If your shoe size has changed because of mild swelling, stash away your pre-pregnancy
sneakers and buy a new pair. You may want to swap out the liners they came with for gel liners
that provide better shock absorption.
Warm up
Warming up prepares your muscles and joints for exercise and increases your heart rate slowly.
If you skip the warm-up and jump into strenuous activity before your body is ready, you could
strain your muscles and ligaments and have more aches and pains after your workout.
A good way to warm up is to start your chosen activity at a low intensity and slowly increase it
during the first five to eight minutes. This prepares the muscles you'll be using for more vigorous
movement. For example, if your workout is walking, go slowly for the first few minutes and
gradually pick up the pace.

Drink plenty of water
Drink water before, during, and after exercising. Otherwise you can become dehydrated, which
can set off a chain of events that leads to a reduced of amount of blood reaching the placenta.
Dehydration can also increase your risk of overheating or even trigger contractions.

There's no official recommendation for how much water pregnant women should drink while
exercising, but many experts recommend a simple technique to gauge whether you're drinking
enough: Check the color of your urine. Dark yellow urine is a sign of dehydration. If that's the
case for you, have one or two glasses of water every hour until your urine is pale yellow or
nearly clear.
Find out more about staying hydrated during pregnancy.

Don't lie flat on your back
After the first trimester, avoid exercising while lying flat on your back. The weight of your uterus
puts pressure on a major vein called the vena cava, which can reduce blood flow to your heart
and may diminish blood flow to your brain and uterus.
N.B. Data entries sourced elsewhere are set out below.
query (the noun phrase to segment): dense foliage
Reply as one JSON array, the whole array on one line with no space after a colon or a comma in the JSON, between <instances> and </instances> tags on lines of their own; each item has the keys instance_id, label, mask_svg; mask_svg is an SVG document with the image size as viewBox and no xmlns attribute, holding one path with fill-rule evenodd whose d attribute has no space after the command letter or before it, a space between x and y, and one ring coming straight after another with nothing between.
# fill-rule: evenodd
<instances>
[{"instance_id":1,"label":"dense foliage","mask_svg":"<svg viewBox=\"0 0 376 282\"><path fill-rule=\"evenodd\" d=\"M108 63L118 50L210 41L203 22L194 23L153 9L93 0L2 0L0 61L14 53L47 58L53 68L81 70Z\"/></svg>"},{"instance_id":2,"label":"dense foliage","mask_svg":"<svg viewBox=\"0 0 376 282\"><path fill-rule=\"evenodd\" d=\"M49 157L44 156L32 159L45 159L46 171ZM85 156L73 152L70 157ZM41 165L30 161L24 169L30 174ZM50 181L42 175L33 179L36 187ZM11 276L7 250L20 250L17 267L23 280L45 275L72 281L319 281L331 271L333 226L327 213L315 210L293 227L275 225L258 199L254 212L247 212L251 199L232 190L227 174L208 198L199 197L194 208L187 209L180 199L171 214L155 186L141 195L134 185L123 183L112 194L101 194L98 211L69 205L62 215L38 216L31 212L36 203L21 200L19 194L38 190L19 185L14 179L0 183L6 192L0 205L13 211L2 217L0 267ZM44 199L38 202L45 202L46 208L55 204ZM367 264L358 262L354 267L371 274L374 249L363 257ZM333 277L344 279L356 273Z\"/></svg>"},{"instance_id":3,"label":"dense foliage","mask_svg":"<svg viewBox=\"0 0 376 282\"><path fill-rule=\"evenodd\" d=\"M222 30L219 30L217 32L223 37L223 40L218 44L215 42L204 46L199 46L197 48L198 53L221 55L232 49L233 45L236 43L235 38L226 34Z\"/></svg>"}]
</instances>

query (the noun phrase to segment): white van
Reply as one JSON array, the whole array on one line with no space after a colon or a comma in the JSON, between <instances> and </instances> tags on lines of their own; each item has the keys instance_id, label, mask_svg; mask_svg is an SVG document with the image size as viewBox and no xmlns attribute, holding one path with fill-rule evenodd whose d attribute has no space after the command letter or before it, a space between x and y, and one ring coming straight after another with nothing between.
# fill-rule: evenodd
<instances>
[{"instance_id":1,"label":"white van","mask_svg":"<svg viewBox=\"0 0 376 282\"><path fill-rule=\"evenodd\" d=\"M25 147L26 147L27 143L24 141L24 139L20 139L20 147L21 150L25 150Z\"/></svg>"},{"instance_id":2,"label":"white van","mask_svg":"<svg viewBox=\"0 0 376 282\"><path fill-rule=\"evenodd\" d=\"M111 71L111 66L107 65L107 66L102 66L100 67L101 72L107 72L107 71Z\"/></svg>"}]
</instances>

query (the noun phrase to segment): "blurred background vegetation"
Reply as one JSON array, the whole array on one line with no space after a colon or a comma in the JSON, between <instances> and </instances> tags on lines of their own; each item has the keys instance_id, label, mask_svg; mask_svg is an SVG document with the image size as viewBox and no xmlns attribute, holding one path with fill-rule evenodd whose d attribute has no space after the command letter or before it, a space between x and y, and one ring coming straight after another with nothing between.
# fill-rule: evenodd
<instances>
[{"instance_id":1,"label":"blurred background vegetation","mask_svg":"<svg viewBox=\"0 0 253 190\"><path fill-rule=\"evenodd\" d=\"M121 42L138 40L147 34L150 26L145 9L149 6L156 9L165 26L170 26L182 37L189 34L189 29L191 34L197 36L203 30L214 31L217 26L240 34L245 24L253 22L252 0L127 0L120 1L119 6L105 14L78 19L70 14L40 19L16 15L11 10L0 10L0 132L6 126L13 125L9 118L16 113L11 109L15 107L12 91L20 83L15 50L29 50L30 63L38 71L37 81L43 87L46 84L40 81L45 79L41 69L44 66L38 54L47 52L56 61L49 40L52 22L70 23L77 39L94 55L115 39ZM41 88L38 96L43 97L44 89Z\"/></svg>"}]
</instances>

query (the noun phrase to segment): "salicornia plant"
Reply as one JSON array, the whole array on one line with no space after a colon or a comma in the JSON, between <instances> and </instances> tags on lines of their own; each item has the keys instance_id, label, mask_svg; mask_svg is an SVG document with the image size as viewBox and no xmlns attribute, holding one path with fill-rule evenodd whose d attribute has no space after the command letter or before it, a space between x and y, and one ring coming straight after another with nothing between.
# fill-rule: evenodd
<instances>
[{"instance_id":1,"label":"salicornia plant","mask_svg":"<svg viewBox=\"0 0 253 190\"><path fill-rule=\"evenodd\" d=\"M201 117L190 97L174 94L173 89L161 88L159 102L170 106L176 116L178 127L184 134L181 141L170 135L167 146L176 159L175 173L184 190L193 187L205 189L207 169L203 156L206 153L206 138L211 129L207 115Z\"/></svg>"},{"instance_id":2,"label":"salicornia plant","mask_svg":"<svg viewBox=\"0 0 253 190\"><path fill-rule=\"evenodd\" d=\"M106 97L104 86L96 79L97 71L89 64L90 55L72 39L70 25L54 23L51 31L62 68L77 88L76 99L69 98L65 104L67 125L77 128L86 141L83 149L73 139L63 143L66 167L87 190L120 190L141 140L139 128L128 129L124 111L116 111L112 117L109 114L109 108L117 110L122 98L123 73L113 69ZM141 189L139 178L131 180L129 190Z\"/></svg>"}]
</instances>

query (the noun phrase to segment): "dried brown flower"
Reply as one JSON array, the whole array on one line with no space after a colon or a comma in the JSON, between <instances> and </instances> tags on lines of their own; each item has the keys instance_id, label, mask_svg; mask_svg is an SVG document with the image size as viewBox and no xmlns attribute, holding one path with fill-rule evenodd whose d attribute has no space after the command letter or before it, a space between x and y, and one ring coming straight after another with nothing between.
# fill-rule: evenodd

This can make you dizzy, short of breath,
or nauseated.
Some women are comfortable in this position well into their pregnancies, but this isn't
necessarily a good indication of whether blood flow to your uterus is affected. Putting pillows or
a foam wedge behind your back to prop up your upper body while you exercise enables you to
be almost flat on your back without compressing the vena cava.

Keep moving
Remaining motionless or standing in one place for prolonged periods – when you're lifting
weights or doing yoga poses, for example – can reduce blood flow to your heart and uterus and
cause blood to pool in your legs, lowering your blood pressure and making you dizzy. Keep
moving by switching positions or walking in place.

Don't overdo it
Don't exercise until you're exhausted. Slow down if you can't carry on a conversation
comfortably. In general, the best guideline is to listen to your body. Always stop if something
hurts.
You should feel like you're working your body, not punishing it. If you feel completely drained
instead of invigorated after a workout, you're probably overdoing it.